Health Benefits: Low in fat, high in protein, and rich in iron and B vitamins.

Drawbacks: It can be gamey for some individuals.

Recipe: Red Wine Marinated Venison Steaks

Ingredients:

  • Venison steaks
  • 1/2 cup red wine
  • 1 teaspoon thyme
  • 2 cloves garlic, minced
  • 2 tablespoons olive oil
  • Salt and pepper to taste

Instructions: Marinate venison steaks in red wine, thyme, minced garlic, olive oil, salt, and pepper. Grill until desired doneness. Serve with greens and rice/quinoa.

8. Chicken Thighs

Health Benefits: Good source of protein and healthy fats.

Drawbacks: Higher in fat compared to chicken breast.

Recipe: Crispy Baked Chicken Thighs

Ingredients:

  • Chicken thighs
  • 1 teaspoon paprika
  • 1 teaspoon garlic powder
  • 1 teaspoon onion powder
  • Salt and pepper to taste

Instructions: Get that chicken thigh-high, coat your chicken thighs with paprika, garlic powder, onion powder, salt, and pepper. Bake until crispy. Serve with rice/quinoa or desired greens.

9. Duck

Health Benefits: Rich in iron, zinc, and B vitamins.

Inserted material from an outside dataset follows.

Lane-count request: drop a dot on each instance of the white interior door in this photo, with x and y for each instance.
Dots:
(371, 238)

Drawbacks: Higher in fat, particularly saturated fat.

Recipe: Orange Glazed Roast Duck

Ingredients:

  • Duck
  • 1/2 cup orange juice
  • 3 tablespoons honey
  • 1 teaspoon minced ginger
  • 1 tablespoon soy sauce
  • Salt and pepper to taste

Instructions: With your best meat brush, glaze the fuck out of that duck with 1/2 cup of orange juice, 3 tbsp of honey, 1 teaspoon of minced ginger cloves, 1 teaspoon of soy sauce, salt, and pepper to taste. Roast until the skin is crispy. Serve with rice or root vegetables.

10. Shrimp

Health Benefits: Low in calories, high in protein, and a good source of selenium.

Drawbacks: High cholesterol content.

Recipe: Garlic Butter Shrimp Scampi

Ingredients:

  • Shrimp
  • 4 cloves garlic, minced
  • 4 tablespoons butter
  • Juice of 1 lemon
  • 1/4 cup white wine
  • Chopped parsley
  • Salt and pepper to taste

Instructions: Sauté that shrimp in garlic and butter, in a pan, add lemon juice, white wine, and parsley. Sauté until shrimp is fully cooked. Serve over pasta and enjoy!

Incorporating a variety of these meats into your diet satisfies your taste buds and provides a diverse array of essential nutrients. However, moderation and balance are crucial to maintaining a healthy lifestyle. Be mindful of cooking methods, portion sizes, and overall dietary choices to reap the full benefits of these delicious and nutritious meats.